11/07/2006

Mariage gay : détruire l'argument de "l'homosexualité subversive"

L’argument de « l’homosexualité subversive » revient extrêmement souvent, comme un passage obligé, lors des différents débats sur l’ouverture du mariage et de la parentalité aux « couples de même sexe ». Il est d’ailleurs utilisé aussi bien par des « homosexuels » que des « hétérosexuels », mais cependant toujours pour contrer les revendications « légalistes » et « bourgeoises » de l’égalité, et le discours pro-mariage.

Sa facture est simple : « l’homosexualité » a toujours correspondu non à une déviance mais à un comportement minoritaire, insoumis, rebelle, réfractaire aux normes, subversif ; les homosexuels sont consacrés par la littérature (et le bon sens populaire) comme « la race maudite », « la franc-maçonnerie du vice », c’est-à-dire un groupe en dehors du système, de facto différent.

L’« homosexuel » trouverait sa réalisation dans le mode de vie « planqué » qui convient aux vrais subversifs : placard, cachette, double vie, mensonge. Le mariage entre deux personnes « de même sexe » risquerait donc de faire perdre tout le sel de « l’homosexualité », de faire des « homosexuels » des bourgeois soumis au système hétérosexuel. L’homosexualité perdrait toute sa portée subversive, elle perdrait même toute sa signification, minoritaire, anti-système, son essence rebelle, etc. Cette dé-subversion générerait immanquablement une perte du désir homosexuel, stimulé par essence par le côté « planque », double vie, qui est un « formidable stimulant », le « meilleur aphrodisiaque ».

C’est ainsi qu’on a pu voir des personnes, tout à fait opposées au mariage « homosexuel », ironiser sur l’embourgeoisement, le côté « beauf » des « homosexuels », désireux de se « caser », et même faire de l’humour sur le décalage tonitruant qui existe entre les figures maudites et sublimes de Rimbaud et Verlaine, de Genet, et les « homosexuels » d’aujourd’hui, mesquins, petits joueurs, quémandeurs de normalité et d’intégration.

Le fait que l’argument continue à être servi à longueur de débats, et qu’il soit également développé par des tenants du queer, rend nécessaire une mise au point aussi rapide que définitive, pour en finir avec ce mythe essentialisant et naturalisant de « l’homosexualité subversive ».

La rhétorique décrite plus haut consiste en effet en un processus classique de naturalisation et d’essentialisation de ce qu’est « l’homosexualité » et de ce que doivent être « les homosexuels » (si ce n’est « l’Homosexuel), à savoir des êtres subversifs, maudits et sublimes. C’est donc une pratique de normalisation, qui réifie « l’homosexualité » et n’autorise qu’une seule forme de pratique, à l’exclusion de toutes les autres.

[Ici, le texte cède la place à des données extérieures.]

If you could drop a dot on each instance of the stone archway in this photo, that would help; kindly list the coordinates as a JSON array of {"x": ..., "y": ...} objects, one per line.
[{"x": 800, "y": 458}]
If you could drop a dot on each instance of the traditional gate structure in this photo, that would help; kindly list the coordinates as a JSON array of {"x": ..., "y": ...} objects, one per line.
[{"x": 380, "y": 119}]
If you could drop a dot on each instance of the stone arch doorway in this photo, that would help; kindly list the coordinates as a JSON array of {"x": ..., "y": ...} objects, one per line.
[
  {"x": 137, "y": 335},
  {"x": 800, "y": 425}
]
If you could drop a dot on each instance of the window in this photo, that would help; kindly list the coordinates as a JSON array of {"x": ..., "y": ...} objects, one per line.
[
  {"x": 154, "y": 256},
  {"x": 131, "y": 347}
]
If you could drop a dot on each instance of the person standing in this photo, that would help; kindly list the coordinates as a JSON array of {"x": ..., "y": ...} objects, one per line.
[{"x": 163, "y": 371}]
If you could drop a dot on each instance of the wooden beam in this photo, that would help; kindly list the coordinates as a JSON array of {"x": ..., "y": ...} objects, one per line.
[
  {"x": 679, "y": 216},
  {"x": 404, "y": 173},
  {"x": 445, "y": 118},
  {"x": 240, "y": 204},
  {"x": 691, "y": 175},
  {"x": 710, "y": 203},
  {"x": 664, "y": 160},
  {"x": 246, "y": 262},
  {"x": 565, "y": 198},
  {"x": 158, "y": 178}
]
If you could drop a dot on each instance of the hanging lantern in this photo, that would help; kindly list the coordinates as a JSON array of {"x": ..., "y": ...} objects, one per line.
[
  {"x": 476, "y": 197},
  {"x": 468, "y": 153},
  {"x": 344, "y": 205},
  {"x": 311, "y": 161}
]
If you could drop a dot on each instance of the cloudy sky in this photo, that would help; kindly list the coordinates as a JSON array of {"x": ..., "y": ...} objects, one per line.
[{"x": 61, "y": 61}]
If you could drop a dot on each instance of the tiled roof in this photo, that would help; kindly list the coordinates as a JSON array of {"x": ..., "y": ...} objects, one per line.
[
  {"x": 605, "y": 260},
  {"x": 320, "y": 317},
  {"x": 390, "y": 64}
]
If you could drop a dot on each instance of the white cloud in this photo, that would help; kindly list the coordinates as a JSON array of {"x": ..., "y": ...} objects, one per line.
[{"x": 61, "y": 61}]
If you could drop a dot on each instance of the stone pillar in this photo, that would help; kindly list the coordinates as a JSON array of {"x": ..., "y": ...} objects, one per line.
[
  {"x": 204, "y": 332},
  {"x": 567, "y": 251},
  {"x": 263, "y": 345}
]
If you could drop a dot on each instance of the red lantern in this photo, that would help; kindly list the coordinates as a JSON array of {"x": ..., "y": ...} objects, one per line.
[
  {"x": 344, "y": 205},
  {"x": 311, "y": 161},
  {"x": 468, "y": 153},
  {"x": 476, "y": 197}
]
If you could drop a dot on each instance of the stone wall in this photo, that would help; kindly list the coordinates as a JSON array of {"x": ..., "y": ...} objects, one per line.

La logique de cet argument n'est donc pas différente de celle des psys réacs, qui unifient et uniformisent la mutiplicité des sexualités sous de gros concepts attrape-tout et simplificateurs, et qui attribuent à tous les "homosexuels" un psychisme invariant (une spécialité d'Anatrella).

Ceux qui refusent la possibilité d'une ouverture du mariage aux personnes de même sexe cristallisent un certain mode de vie "homosexuel", daté et situé, et souhaitent le normaliser et en faire le seul et unique mode de vie possible (et viable ?). C'est une logique conservatrice de maintien du monde tel qu'il est, et surtout d'idéalisation d'un âge d'or. Au vrai, c'est une rhétorique particulièrement situable générationnellement : ce sont, grosso modo, les plus de trente ans qui en sont les principaux promoteurs. En revanche, ce même argument est (curieusement) totalement inaudible par les "jeunes gays", intégrés et pas concernés par la mythologie sepia de la "double vie" et du "placard".

Sociologiquement, les comportements des "homosexuels", aujourd'hui, n'ont aucune correspondance avec le discours "placard" et celui de "l'homosexualité subversive". Une telle revendication apparaît donc d'autant plus à côté de la plaque.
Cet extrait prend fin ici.